On the day that the House Democrats present a bill that includes the public option, Dr. Marc K. Siegel, an internist, looks at his roster of patients to see how many would be helped.

Siegel appears to have a pretty ordinary group of patients:

I have a varied practice, with patients ranging from rich to poor, from chronically ill to “worried well.” On any given day, I see at least one quarter of cases (including Medicaid patients) without charge; one or two come in without insurance and pay me cash. Most of the time, I accept the patient’s HMO or Medicare without looking closely at how much I get paid.

Siegel goes into particular cases (using pseudonyms for his patients), including Jeff, a part-time janitor who doesn’t quite qualify for Medicaid. Siegel sees him for high blood pressure and charges him a minimal fee. What would the public option mean for Jeff?

A bit of a hypochondriac, Jeff calls me often for reassurance, which I happily give. He’d likely qualify for a public option — and be liberated to go to the emergency room for a minor complaint whenever I was unavailable, which he’s reluctant to do right now. (After Massachusetts adopted universal insurance, similar unnecessary visits to the ER rose.)

Celine is in favor of the public option, but it might not be helpful in the real world of daily medical attention:

My patient Celine is a 50-year-old administrative assistant at a small advertising firm.

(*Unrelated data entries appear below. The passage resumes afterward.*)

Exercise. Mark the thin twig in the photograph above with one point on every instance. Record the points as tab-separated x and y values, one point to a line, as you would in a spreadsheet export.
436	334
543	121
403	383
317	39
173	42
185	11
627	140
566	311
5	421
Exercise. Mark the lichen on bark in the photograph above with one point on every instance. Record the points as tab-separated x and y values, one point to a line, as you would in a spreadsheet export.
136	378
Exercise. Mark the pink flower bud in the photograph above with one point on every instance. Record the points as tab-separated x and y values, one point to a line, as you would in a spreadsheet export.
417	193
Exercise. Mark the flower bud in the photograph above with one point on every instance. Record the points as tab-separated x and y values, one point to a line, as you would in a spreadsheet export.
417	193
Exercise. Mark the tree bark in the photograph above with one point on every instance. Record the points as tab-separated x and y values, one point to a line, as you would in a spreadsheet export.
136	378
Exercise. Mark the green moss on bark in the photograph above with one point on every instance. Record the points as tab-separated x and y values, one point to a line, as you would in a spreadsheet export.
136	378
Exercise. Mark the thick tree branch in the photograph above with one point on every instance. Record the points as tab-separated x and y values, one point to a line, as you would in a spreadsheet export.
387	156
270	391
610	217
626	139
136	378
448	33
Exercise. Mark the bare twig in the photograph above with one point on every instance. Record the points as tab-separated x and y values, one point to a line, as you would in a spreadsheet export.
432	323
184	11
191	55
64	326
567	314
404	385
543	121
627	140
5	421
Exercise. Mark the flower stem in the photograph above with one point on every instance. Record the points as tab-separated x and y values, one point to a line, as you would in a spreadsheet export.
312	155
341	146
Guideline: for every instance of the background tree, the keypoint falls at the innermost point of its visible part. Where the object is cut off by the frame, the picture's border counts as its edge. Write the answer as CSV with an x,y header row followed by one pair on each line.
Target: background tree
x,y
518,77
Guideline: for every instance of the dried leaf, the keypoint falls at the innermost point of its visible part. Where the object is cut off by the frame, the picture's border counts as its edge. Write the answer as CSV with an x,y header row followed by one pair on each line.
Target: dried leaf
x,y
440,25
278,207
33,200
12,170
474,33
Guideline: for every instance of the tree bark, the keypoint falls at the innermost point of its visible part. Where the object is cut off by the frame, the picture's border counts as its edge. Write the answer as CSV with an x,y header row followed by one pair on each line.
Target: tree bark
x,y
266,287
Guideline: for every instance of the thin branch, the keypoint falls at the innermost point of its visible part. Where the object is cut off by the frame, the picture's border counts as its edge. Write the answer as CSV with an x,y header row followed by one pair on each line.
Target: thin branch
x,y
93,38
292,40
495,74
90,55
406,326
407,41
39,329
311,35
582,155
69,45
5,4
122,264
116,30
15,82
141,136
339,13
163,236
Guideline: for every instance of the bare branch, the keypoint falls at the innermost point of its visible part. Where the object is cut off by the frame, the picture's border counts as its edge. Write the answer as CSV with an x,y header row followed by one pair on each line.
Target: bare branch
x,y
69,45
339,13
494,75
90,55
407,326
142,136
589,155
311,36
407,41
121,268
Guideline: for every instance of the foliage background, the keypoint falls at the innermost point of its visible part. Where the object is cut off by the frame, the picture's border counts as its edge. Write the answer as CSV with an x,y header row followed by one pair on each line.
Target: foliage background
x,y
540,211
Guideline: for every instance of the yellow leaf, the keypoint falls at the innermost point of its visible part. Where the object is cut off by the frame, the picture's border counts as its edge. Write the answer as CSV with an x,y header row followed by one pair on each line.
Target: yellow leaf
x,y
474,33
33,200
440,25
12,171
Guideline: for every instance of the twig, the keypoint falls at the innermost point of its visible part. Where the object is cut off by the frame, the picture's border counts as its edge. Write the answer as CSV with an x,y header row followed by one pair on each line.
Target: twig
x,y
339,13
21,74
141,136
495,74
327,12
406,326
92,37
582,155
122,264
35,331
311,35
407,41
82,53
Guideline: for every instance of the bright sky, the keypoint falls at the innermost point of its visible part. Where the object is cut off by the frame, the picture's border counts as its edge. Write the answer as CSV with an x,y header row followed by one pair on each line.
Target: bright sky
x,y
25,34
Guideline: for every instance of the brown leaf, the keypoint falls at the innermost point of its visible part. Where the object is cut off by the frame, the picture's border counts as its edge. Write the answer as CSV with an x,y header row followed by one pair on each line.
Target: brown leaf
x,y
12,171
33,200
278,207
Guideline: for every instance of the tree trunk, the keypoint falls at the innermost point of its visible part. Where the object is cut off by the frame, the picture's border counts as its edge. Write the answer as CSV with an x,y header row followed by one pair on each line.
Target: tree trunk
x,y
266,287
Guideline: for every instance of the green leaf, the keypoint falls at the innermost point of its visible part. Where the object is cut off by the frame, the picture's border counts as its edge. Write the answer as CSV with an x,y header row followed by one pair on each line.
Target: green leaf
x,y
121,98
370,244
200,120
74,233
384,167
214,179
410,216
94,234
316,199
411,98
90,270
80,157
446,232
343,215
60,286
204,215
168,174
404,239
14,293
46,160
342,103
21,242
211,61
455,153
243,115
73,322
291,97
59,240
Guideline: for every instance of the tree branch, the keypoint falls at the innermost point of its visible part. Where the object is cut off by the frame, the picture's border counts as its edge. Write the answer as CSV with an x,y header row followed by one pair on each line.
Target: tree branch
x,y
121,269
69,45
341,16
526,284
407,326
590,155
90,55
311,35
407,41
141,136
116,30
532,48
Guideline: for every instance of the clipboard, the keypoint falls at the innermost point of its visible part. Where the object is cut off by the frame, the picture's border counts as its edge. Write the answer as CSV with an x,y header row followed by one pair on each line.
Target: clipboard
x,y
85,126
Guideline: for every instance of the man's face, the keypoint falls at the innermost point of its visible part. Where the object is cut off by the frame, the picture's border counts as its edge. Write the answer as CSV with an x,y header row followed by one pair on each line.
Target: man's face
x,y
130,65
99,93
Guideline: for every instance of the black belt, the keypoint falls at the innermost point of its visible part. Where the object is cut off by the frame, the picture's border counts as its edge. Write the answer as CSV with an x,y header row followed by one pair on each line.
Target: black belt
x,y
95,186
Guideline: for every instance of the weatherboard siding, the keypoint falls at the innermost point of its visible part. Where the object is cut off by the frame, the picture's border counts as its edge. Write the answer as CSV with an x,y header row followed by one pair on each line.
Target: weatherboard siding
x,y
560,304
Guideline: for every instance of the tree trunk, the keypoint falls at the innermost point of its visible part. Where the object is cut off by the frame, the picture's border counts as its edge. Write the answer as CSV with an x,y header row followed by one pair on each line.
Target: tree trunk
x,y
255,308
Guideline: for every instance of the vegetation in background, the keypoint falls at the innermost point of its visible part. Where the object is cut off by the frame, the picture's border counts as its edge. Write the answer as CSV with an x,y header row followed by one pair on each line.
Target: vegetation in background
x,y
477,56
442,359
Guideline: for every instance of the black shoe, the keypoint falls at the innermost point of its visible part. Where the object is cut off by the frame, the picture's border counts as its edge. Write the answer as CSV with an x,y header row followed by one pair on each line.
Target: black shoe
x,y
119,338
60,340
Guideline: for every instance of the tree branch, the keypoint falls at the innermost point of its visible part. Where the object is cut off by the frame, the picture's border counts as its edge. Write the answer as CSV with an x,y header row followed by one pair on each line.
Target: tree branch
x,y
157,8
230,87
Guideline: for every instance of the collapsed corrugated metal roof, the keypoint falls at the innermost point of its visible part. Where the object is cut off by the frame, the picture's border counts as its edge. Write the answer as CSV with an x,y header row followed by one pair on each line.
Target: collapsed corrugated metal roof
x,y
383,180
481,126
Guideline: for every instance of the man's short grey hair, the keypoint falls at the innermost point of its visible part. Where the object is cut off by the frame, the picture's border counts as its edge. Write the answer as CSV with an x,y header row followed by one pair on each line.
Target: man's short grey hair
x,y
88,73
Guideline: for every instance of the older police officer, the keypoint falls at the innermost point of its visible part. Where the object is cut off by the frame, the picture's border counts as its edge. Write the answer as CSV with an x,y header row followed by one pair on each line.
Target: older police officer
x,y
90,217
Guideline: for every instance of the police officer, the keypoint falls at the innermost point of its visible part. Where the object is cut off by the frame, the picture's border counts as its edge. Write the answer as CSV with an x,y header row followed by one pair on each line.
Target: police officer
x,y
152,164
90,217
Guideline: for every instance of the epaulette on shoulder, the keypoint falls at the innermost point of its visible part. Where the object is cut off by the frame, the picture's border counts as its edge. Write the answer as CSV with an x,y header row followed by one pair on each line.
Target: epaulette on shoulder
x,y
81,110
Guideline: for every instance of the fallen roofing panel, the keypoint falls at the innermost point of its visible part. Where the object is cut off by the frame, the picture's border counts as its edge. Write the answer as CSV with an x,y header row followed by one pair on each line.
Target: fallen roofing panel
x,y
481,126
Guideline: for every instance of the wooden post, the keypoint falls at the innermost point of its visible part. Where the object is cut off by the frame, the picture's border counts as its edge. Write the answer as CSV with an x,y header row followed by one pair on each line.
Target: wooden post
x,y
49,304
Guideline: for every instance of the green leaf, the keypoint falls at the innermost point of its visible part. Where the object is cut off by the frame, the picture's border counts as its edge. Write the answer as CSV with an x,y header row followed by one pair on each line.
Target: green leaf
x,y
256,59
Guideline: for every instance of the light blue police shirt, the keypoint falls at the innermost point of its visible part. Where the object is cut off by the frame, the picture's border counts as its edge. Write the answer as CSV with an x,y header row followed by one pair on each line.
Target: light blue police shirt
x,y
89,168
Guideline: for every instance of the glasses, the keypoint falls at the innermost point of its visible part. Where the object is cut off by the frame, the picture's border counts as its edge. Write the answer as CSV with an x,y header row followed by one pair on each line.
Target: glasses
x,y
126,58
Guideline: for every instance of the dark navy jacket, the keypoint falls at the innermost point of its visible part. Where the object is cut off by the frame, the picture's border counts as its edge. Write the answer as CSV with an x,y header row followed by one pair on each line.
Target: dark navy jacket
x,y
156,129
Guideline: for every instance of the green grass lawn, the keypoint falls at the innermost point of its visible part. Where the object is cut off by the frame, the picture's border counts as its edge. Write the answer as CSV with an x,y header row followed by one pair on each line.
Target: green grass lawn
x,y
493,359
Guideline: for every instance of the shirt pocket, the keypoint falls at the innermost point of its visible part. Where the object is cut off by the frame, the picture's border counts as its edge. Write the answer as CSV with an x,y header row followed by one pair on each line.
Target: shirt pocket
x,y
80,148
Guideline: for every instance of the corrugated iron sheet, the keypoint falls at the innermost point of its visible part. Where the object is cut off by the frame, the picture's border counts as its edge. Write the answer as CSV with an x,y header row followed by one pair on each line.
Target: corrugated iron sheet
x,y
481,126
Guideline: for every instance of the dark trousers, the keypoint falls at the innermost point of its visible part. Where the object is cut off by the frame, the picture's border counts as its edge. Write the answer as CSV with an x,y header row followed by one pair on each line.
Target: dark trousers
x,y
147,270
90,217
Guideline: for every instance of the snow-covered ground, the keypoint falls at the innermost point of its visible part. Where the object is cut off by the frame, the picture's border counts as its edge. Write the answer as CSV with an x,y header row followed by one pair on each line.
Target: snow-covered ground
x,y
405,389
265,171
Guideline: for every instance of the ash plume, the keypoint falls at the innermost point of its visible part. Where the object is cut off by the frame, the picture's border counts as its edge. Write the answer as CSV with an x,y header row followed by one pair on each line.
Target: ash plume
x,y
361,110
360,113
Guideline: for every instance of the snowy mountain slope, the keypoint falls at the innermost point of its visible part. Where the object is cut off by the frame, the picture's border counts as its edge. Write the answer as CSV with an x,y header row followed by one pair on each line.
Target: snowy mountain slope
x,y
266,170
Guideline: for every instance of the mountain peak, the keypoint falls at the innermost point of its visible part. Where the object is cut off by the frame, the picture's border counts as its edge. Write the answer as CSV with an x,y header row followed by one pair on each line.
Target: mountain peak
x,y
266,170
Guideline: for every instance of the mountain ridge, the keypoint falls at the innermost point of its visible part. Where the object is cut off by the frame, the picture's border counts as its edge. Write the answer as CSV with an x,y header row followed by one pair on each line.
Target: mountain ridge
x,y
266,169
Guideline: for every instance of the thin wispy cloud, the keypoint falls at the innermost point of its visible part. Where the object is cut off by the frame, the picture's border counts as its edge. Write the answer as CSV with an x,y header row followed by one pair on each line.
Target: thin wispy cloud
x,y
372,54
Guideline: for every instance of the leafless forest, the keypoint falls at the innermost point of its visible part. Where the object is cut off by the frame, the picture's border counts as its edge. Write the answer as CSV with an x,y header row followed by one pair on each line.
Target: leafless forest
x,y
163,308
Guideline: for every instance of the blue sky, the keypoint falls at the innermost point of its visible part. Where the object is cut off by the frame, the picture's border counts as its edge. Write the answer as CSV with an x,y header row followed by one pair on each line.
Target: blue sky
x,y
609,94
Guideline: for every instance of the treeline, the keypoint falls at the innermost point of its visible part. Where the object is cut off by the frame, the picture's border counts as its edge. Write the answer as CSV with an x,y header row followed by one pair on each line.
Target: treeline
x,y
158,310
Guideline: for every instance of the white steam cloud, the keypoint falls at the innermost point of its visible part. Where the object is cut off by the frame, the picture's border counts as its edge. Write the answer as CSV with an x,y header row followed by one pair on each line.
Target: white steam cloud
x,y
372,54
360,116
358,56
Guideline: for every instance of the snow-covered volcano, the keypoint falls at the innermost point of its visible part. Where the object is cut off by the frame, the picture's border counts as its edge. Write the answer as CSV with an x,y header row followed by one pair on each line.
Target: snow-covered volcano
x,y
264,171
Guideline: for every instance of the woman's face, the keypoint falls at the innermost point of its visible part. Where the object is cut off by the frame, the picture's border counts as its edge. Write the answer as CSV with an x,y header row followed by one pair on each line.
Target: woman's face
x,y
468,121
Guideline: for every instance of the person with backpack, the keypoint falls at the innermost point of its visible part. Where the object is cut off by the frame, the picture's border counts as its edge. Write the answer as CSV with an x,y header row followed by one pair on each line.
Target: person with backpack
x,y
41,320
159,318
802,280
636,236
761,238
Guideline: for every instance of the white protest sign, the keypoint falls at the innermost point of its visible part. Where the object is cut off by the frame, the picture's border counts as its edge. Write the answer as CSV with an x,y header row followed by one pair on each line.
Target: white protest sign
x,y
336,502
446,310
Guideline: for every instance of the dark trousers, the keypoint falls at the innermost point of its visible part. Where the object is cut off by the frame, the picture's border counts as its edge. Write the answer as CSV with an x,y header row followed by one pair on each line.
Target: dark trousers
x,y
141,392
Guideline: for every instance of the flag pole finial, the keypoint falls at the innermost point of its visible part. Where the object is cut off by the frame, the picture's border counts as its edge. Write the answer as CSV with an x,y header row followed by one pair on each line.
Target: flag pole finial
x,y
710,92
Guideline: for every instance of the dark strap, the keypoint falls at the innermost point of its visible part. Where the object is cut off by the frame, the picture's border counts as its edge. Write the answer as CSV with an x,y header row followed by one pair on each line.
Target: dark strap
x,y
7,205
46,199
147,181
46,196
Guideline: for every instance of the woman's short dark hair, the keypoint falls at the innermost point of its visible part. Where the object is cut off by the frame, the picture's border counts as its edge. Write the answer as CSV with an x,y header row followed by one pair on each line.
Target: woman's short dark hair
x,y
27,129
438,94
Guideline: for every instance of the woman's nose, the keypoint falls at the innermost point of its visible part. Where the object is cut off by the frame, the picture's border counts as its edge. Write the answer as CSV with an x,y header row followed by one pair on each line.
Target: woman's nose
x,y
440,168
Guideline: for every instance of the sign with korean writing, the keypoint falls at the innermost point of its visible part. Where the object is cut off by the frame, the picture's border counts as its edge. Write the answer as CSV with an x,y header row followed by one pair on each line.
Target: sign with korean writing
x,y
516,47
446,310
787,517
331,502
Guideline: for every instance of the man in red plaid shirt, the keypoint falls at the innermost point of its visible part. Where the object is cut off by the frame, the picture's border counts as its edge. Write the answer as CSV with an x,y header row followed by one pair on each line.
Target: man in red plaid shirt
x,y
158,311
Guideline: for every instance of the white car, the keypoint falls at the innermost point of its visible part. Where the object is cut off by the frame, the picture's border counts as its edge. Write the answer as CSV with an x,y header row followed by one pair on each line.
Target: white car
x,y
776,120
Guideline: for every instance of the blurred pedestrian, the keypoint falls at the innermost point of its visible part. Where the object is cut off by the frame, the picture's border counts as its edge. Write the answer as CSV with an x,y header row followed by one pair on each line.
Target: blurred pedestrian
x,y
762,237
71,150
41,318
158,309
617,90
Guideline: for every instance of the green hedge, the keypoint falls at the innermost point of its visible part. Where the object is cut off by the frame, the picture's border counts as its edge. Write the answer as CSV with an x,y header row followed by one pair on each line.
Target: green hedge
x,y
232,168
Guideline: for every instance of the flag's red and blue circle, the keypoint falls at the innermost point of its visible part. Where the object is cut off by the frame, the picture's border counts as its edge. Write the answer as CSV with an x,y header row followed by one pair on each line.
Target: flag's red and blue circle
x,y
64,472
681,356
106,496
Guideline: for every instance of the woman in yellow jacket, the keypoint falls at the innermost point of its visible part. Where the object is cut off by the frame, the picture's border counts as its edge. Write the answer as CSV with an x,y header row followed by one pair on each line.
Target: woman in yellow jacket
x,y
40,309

She can barely afford her share (about half) of the premiums for her basic, no-frills HMO coverage. With a troubling family history of breast cancer, she’s comforted by the idea that a public option would provide better, cheaper insurance than she has now. But I worry that her employer might be more inclined to “dump” insurance — and that the public-option insurance will prove unacceptable to the doctors she’s used to seeing, just as Medicaid is.

 

Do read Siegel’s article—it’s quite fascinating. He notes an already troubling problem that may get worse if we have the public option:

The biggest problem I’m having now is the shrinking network of doctors to refer my patients to for procedures or specialty evaluations. The public option won’t help here — and could make things worse.